1. A method of hydrogen and methane recovery from syngas from a gasifier, comprising;

a) directing a raw syngas stream from an acid gas removal system, said raw syngas stream comprising CO, methane, and hydrogen stream to a CO and methane removal system, thereby producing pure hydrogen stream and a stream comprising CO and methane; (should we include shift in this??)

b) returning said CO and methane stream to said gasifier, and

c) exporting said hydrogen stream as product.

2. The method of claim 1, wherein said syngas is produced in a hydrogen production unit from refinery residues that are selected from the group consisting of petroleum coke, visbreaker tar, pitch from deasphalting processes, vacuum residues, atmospheric residues, and coal.

3. The method of claim 1, wherein said CO and methane removal system comprises temperature swing adsorption unit.

4. The method of claim 3, further comprising an indirect heat exchanger that exchanges heat between said raw syngas prior to entry into said acid gas removal system, and said product hydrogen stream after exiting said temperature swing adsorption unit.

5. The method of claim 3, wherein said raw syngas stream exiting said acid gas removal system is at a temperature of between about −40 C and about −60 C.

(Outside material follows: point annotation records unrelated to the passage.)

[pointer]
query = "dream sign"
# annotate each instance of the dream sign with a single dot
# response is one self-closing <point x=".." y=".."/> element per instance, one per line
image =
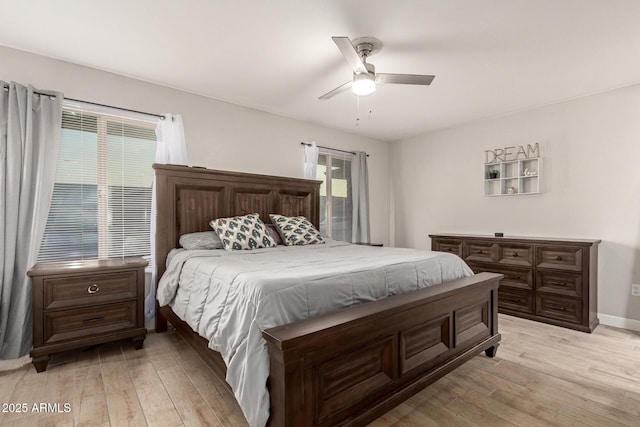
<point x="509" y="154"/>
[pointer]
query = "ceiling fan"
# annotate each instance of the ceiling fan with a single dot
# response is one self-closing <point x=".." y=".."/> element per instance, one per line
<point x="364" y="74"/>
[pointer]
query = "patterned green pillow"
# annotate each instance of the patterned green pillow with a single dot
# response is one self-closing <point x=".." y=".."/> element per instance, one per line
<point x="242" y="232"/>
<point x="296" y="230"/>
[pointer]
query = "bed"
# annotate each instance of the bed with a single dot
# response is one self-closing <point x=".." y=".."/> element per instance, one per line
<point x="345" y="367"/>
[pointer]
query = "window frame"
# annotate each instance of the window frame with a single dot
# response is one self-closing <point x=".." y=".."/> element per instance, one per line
<point x="105" y="190"/>
<point x="328" y="207"/>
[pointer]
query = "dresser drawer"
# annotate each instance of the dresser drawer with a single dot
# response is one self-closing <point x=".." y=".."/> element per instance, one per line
<point x="554" y="282"/>
<point x="480" y="251"/>
<point x="559" y="308"/>
<point x="559" y="257"/>
<point x="448" y="245"/>
<point x="512" y="299"/>
<point x="76" y="291"/>
<point x="513" y="277"/>
<point x="85" y="322"/>
<point x="515" y="254"/>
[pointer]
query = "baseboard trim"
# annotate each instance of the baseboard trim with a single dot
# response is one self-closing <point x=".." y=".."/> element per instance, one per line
<point x="619" y="322"/>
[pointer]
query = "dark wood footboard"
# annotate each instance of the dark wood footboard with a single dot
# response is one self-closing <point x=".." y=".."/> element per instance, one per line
<point x="351" y="366"/>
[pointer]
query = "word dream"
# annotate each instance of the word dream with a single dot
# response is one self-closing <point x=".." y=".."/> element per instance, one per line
<point x="510" y="154"/>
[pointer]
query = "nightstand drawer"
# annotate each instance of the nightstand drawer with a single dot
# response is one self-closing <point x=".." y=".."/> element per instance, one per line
<point x="559" y="308"/>
<point x="554" y="282"/>
<point x="72" y="324"/>
<point x="559" y="257"/>
<point x="83" y="290"/>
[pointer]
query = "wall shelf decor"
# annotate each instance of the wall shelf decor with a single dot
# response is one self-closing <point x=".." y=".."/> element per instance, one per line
<point x="510" y="174"/>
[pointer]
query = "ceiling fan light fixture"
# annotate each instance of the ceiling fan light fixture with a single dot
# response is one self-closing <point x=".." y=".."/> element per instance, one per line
<point x="363" y="84"/>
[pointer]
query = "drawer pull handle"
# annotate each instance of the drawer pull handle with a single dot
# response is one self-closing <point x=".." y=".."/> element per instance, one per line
<point x="558" y="284"/>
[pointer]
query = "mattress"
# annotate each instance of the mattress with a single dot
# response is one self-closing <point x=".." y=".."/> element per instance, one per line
<point x="229" y="298"/>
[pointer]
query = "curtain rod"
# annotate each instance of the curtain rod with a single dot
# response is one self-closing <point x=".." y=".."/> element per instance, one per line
<point x="329" y="148"/>
<point x="160" y="116"/>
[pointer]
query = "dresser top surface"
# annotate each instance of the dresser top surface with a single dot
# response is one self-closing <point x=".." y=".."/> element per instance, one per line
<point x="506" y="238"/>
<point x="83" y="266"/>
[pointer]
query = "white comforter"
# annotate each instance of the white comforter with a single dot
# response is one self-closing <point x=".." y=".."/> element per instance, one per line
<point x="231" y="297"/>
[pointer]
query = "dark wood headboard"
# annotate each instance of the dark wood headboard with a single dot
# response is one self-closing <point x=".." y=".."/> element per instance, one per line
<point x="188" y="198"/>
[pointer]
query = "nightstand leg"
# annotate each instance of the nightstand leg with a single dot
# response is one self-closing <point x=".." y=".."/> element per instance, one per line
<point x="40" y="363"/>
<point x="138" y="342"/>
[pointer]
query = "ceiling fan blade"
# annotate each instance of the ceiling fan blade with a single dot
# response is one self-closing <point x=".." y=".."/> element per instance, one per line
<point x="405" y="79"/>
<point x="350" y="54"/>
<point x="337" y="90"/>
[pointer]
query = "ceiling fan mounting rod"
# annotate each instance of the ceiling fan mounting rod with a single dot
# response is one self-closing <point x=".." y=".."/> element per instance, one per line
<point x="364" y="50"/>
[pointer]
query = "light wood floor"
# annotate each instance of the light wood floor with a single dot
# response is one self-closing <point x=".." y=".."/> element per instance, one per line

6. The method of claim 5, wherein said raw syngas enters said temperature swing adsorption unit at a temperature of between about −40 C and about −60 C.

7. The method of claim 1, wherein said product hydrogen stream has less than about 10 ppmv of carbon monoxide.

8. The method of claim 7, wherein said product hydrogen stream has less than about 1 ppmv of carbon monoxide.

9. The method of claim 1, wherein said product hydrogen stream has a purity of between about 99.0% and about 99.99%.

10. The method of claim 9, wherein the hydrogen recovery of said method is greater than about 90%.

11. The method of claim 10, wherein said hydrogen recovery of said method is greater than about 95%.